I wrote a few days ago about Cameron's promise (or threat, if you wish) of a New Austerity. It seems apposite as the world we find ourselves in now has its roots in that day in 1979. It seems strange to think now that at that point, the rampant Thatcherism of the late 80's was a long way off and that the first years of her government were fractious and frankly terrifying, played out as it was against the Soviet entry into Afghanistan and the events in Poland.
There were scores to be settled and enemies to be crushed. Of course, by this point the Labour opposition were too busy ripping themselves apart to be remotely concerned about the wider fight against an idelogical crusade hellbent on dismantling much that was good about Britain. The sad part of all of this is that some of what she did was actually necessary. Some privatisation was useful but it went tpo far. And yes, some union power needed to be curtailed but under the Thatcher government collective representation was utterly emasculated. Entire industries and communities were laid waste as the Thatcher juggernaut rolled over them. The social problems, the poverty (I refuse to call it that horrendous euphemism social exclusion), the decay of infrastructure, the drug problems, the breakdown of families had their roots there too. For all those who did very nicely of the 1980's bubble there were many more whose lives were ravaged and broken by socio-economic policy experiment that seems like a brutal, rapacious brand of social Darwinism.
It was Thatcher who gave council tenants the right to buy. The Callaghan government had toyed with the notion. Even this had its problems. As more bought their houses, council stock was denuded and it became increasingly difficult for councils to maintain such areas properly. It also removed local authorities from housing policy and further eroded their political power, making them more dependent on centralp government and moving more power to the centre as time went on. Councils, which had been the source of much that was good about local services (like buses which were to be deregulated, badly) became increasingly impotent.
The cult of presidental politics in the UK pretty much started there too. Before Thatcher there did seem to be much more of a sense of collective responsibility.

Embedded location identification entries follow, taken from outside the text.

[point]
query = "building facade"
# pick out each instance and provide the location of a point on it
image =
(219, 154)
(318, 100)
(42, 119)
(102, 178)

As the Thatcher era dragged on, however, the focus fell more upon the Prime Minister and fell away from those in the Cabinet. Parliament was used as little other than a rubber stamp for a rampant executive that enjoyed cataclysmic landslide wins in 1983 and 1987. Labour would repeat this folly after the wins of 1997 and 2001 and would, tragicallly, learn nothing.
The legacies of Thatcherism are manifold: some good, but many bad. It seems wrong somehow to celebrate that day 30 years ago when she first took the reins of office. What does seem appropriate, however, is to remember this day and give ourselves a reminder from history of the folly of electing those who make the seductive promises to give us exactly what we want.